Anti-Flag - Cease Fires (Cover Artwork)
Staff Review


Cease Fires (2015)

A-F Records

Anti-Flag got going in earnest in 1993. (Although they existed in fits and starts before that.) In 2013 they celebrated 20 years as a band by releasing Document of Dissent. It’s a 26-song collection that covers their entire career and deserves a spot in your record collection. (If you don’t already have the individual albums.) They also put out a year-long subscription series called 20 Years of Hell. The 7-inches were limited to 500 copies each and featured a re-recorded Anti-Flag song on the A-side, and various A-F Records artists on the B-sides. These little records served to make some out of print material available again as well as to promote their label. Cease Fires collects those 12 reworked Anti-Flag songs plus two previously unreleased tracks.

The newer songs, “Coward In My Veins” and “The New Jim Crow,” lead off the album. They sound like, well, current era Anti-Flag. Which is to say that it’s similar to anything from For Blood and Empire or later. It’s catchy, slickly produced, thoroughly modern sounding punk rock. The whole album has a high-end production that almost all of the original recordings lacked.

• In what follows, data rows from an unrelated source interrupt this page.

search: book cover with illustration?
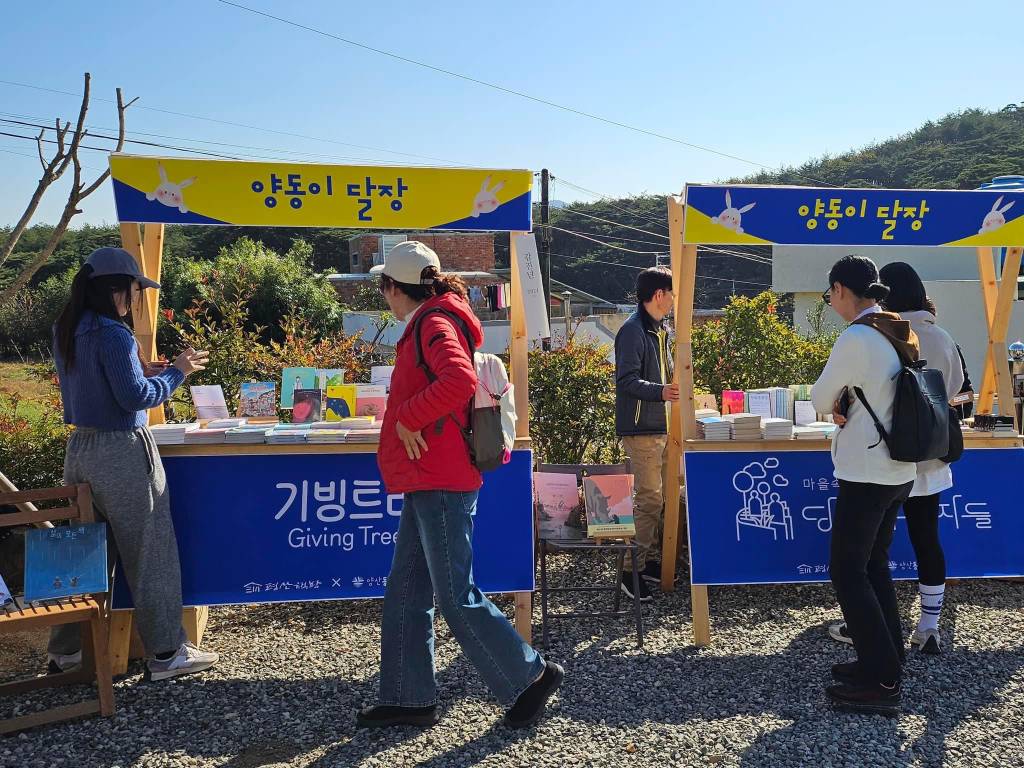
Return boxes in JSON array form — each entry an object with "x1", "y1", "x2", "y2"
[
  {"x1": 316, "y1": 368, "x2": 345, "y2": 391},
  {"x1": 292, "y1": 389, "x2": 323, "y2": 424},
  {"x1": 25, "y1": 522, "x2": 109, "y2": 602},
  {"x1": 325, "y1": 384, "x2": 356, "y2": 421},
  {"x1": 583, "y1": 475, "x2": 637, "y2": 539},
  {"x1": 534, "y1": 472, "x2": 584, "y2": 541},
  {"x1": 281, "y1": 368, "x2": 316, "y2": 409},
  {"x1": 355, "y1": 384, "x2": 387, "y2": 421},
  {"x1": 239, "y1": 381, "x2": 278, "y2": 418}
]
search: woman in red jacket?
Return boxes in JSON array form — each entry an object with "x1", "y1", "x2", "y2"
[{"x1": 357, "y1": 242, "x2": 564, "y2": 728}]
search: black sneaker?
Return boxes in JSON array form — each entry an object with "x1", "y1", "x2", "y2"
[
  {"x1": 825, "y1": 682, "x2": 902, "y2": 717},
  {"x1": 355, "y1": 705, "x2": 441, "y2": 728},
  {"x1": 618, "y1": 570, "x2": 654, "y2": 603},
  {"x1": 640, "y1": 560, "x2": 680, "y2": 588},
  {"x1": 833, "y1": 662, "x2": 861, "y2": 685},
  {"x1": 505, "y1": 662, "x2": 565, "y2": 728}
]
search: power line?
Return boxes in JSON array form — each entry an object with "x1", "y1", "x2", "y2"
[
  {"x1": 217, "y1": 0, "x2": 823, "y2": 183},
  {"x1": 559, "y1": 208, "x2": 669, "y2": 240},
  {"x1": 0, "y1": 80, "x2": 460, "y2": 167}
]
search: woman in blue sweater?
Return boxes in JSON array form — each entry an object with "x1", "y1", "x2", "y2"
[{"x1": 49, "y1": 248, "x2": 218, "y2": 680}]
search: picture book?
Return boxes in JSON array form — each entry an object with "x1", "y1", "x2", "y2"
[
  {"x1": 281, "y1": 368, "x2": 316, "y2": 409},
  {"x1": 25, "y1": 522, "x2": 109, "y2": 602},
  {"x1": 316, "y1": 368, "x2": 345, "y2": 390},
  {"x1": 239, "y1": 381, "x2": 278, "y2": 418},
  {"x1": 583, "y1": 475, "x2": 636, "y2": 539},
  {"x1": 326, "y1": 384, "x2": 356, "y2": 421},
  {"x1": 355, "y1": 384, "x2": 387, "y2": 421},
  {"x1": 534, "y1": 472, "x2": 583, "y2": 540},
  {"x1": 370, "y1": 366, "x2": 394, "y2": 392},
  {"x1": 188, "y1": 384, "x2": 228, "y2": 420},
  {"x1": 292, "y1": 389, "x2": 322, "y2": 424},
  {"x1": 722, "y1": 389, "x2": 746, "y2": 416}
]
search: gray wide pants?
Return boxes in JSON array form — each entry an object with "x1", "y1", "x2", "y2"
[{"x1": 49, "y1": 427, "x2": 185, "y2": 655}]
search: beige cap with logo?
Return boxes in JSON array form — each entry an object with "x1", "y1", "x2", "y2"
[{"x1": 370, "y1": 240, "x2": 441, "y2": 286}]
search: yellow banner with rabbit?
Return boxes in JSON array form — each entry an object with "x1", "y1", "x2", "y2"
[{"x1": 111, "y1": 155, "x2": 534, "y2": 231}]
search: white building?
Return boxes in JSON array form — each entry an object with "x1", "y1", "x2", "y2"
[{"x1": 772, "y1": 246, "x2": 1024, "y2": 388}]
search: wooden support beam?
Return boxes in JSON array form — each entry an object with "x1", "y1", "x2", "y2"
[{"x1": 509, "y1": 232, "x2": 529, "y2": 439}]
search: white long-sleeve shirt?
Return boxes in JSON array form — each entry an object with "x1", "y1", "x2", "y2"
[
  {"x1": 901, "y1": 310, "x2": 964, "y2": 496},
  {"x1": 811, "y1": 309, "x2": 916, "y2": 485}
]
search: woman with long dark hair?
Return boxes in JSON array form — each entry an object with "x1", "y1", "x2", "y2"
[
  {"x1": 49, "y1": 248, "x2": 218, "y2": 680},
  {"x1": 828, "y1": 261, "x2": 965, "y2": 653},
  {"x1": 811, "y1": 256, "x2": 918, "y2": 714},
  {"x1": 356, "y1": 241, "x2": 564, "y2": 728}
]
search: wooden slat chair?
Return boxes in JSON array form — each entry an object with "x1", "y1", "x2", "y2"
[
  {"x1": 535, "y1": 461, "x2": 643, "y2": 648},
  {"x1": 0, "y1": 484, "x2": 114, "y2": 733}
]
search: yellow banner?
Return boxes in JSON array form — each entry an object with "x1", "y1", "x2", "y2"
[{"x1": 111, "y1": 155, "x2": 534, "y2": 231}]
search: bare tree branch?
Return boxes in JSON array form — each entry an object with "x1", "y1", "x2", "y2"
[{"x1": 0, "y1": 73, "x2": 137, "y2": 302}]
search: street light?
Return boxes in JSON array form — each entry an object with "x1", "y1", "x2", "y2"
[{"x1": 562, "y1": 291, "x2": 572, "y2": 345}]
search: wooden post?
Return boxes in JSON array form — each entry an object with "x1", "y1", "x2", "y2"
[
  {"x1": 988, "y1": 248, "x2": 1021, "y2": 434},
  {"x1": 977, "y1": 248, "x2": 998, "y2": 414},
  {"x1": 509, "y1": 232, "x2": 529, "y2": 440},
  {"x1": 515, "y1": 592, "x2": 534, "y2": 643}
]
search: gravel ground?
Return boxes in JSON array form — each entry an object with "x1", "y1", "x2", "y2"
[{"x1": 0, "y1": 556, "x2": 1024, "y2": 768}]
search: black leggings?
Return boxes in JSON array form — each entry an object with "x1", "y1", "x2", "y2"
[{"x1": 903, "y1": 494, "x2": 946, "y2": 587}]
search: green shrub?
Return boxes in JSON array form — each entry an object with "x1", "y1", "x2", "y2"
[
  {"x1": 693, "y1": 291, "x2": 831, "y2": 395},
  {"x1": 529, "y1": 341, "x2": 623, "y2": 464}
]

Some of these tracks, like “Kill the Rich” and “The Consumer’s Song” lose a bit of their previous raw charm. Others, like “Twenty Years of Hell” and “No Future,” benefit from acoustic guitars, tighter harmonies and even horns. There’s quite a lot to like here. “Bring Out Your Dead,” “The WTO Kills Farmers,” “The Ink and the Quill (Be Afraid)” and “The Ghosts of Alexandria” are all stand-outs.

Cease Fires sounds like a cohesive LP rather than a compilation. Maybe that’s the point, but it’s likely many die-hard fans would rather have a re-mastered collection of the original recordings. Anti-Flag have always been political, and this is no exception. Unfortunately, like a lot of the material they’ve released over the last 20 years, this can come across as utterly humorless. That being said, Anti-Flag has become one of punk’s elder statesmen, and they have earned a certain amount of respect. While this album is very solid, it will mostly appeal to already devoted fans. Casual fans would be better off picking up a copy of Anti-Flag’s other 2015 release, American Spring.